As a student, I seem to always be on the move — finding time to sit down and read a non-essay-related article is rare. What’s good about Compass News is that it shows the reading time, and that means that when I have an odd five minutes, waiting for a lecture or when a friend is late for coffee, I can just pick an article with a short reading time to fill the gap. It’s never a good feeling realising that you’re only a quarter of the way through an article you’ve already been reading for ten minutes.

The problem with a lot of journalism at the moment is that the market is oversaturated. It drives publications to use increasingly clickbait-y titles which don’t accurately represent the topic of the article. It can make it impossible to find good content, especially if you don’t have a lot of time on your hands. Compass News filters through all of it — fake news and all — and just picks the most interesting and relevant stuff. If an article appears on Compass News it has already passed through a selection process to ensure that it is worth the reader’s time.

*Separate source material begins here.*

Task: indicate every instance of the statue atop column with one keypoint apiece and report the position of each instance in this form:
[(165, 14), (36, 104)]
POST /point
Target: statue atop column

A lot of my year at university has been consumed by student journalism meaning I have to be very up to date. Not only on the news, but also on the what the wider media are saying about it. Rather than individually checking lots of different news sites, checking Compass News tends to cover everything important that’s being said.

The curators always seem to capture what interests students while saving us the tedious job of combing through the clickbait. Having spent a week interning as one of their curators, I can confirm that there is a lot of clickbait. By capturing students’ interests, Compass News has also helped me come up with ideas for commissions for articles for the student newspaper I’m involved with. If a lot of news outlets have something to say on a topic, at least one overly-opinionated Oxford student will too.

The app also allows you to become very knowledgeable about subjects very quickly which can come in really handy at a university filled with people desperately trying to prove their academic worth. After five minutes looking over summaries, stories so far, and collections (which show the timeline of events on topics ranging from the Trump-Russia scandal to the feuds of Taylor Swift), you can just about hold your own in most conversations.

I’ve spent a term being a brand ambassador for Compass News (if you ever want a Compass sticker, hit me up) and have recently finished a curation internship with them. There are far more articles than I imagined that have to be sorted through each day so I’m a little in awe of how the curators manage it. I’ve learnt how to spot an article worth publishing, how to quickly pick out its most important points worth summarising, and a lot about some very niche topics — from the finger-cutting traditions of the Japanese version of the mafia to China’s bootcamps for internet addiction.

With final exams looming this year, it will be much more hectic than the last. Reading any articles for fun (rather than for my degree) is usually the first thing to get sacrificed, especially when it can be so hard to figure out what is worth reading. Given that the app helps to solve this problem, as well as saving time, this kind of reading won’t be sacrificed as easily as before.